The Monet Jaycees Carnival, one of the high points of the summer for Monett area young people, will be held this year July 21 through July 24 at the South Park soccer fields. The carnival will open at 6:30 p.m. nightly and run until around 10 p.m.
This year the Monett Jaycees' theme is "Cheers to 80 Years," celebrating the club's long-established history in Monett. The carnival is also a club legacy, having begun in 1930.
The carnival will return with the features that have kept it popular year after year. Children will be able to ride the Ferris wheel, boats, bus, train and merry-go-round. Games will include water balloon wars, a duck pond, cork gun target range and the dunk tank, run by the Monett Rural Fire Association.
Concessions will be available, including cotton candy and corn dogs, allowing families to get a full meal and spend an evening at the show.
"You are never too old or too young for the Jaycees Carnival," said Jon Hagar, carnival chairman.
Tickets are $1 at the gate or three for $1 in advance.
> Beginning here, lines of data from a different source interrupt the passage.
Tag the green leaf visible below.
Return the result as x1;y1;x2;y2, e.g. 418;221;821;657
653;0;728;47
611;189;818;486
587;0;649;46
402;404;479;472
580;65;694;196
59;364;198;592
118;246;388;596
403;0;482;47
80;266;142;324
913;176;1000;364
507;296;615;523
Advance tickets are available by calling Brittie Oakley at 417-489-0197.
As in the past, any business buying $100 worth of tickets or more will be listed on the "We Support Monett through Jaycees" billboard that will be displayed at the carnival.
Convenient parking will be available off Waldensian Road.
As a special feature this year, the Jaycees will offer a special salute to the club's legacy at 4 p.m. on July 24. Special speakers, including past members, will address the group. All past members are welcome, Oakley stressed. A Region 6 meeting will follow the special activities.
The carnival is the Jaycees' biggest fundraiser of the year. Funds raised help pay for Toys for Tots, Thanksgiving baskets, high school scholarships and Missouri Jaycees' Camp Wonderland.
Jaycees is the shortened name for the United States Junior Chamber of Commerce. Membership is currently open to men and women ages 18 to 40.
The role of the local Jaycees chapter is to be a leadership training organization. Needs of the community are determined, and projects are created to address those concerns.
Leadership, management and organizational skills are developed through hands-on experience of running projects, such as the carnival. Members also experience fellowship through barbecues, float trips, dances, building a float for annual city parades and attending local, regional and state meetings.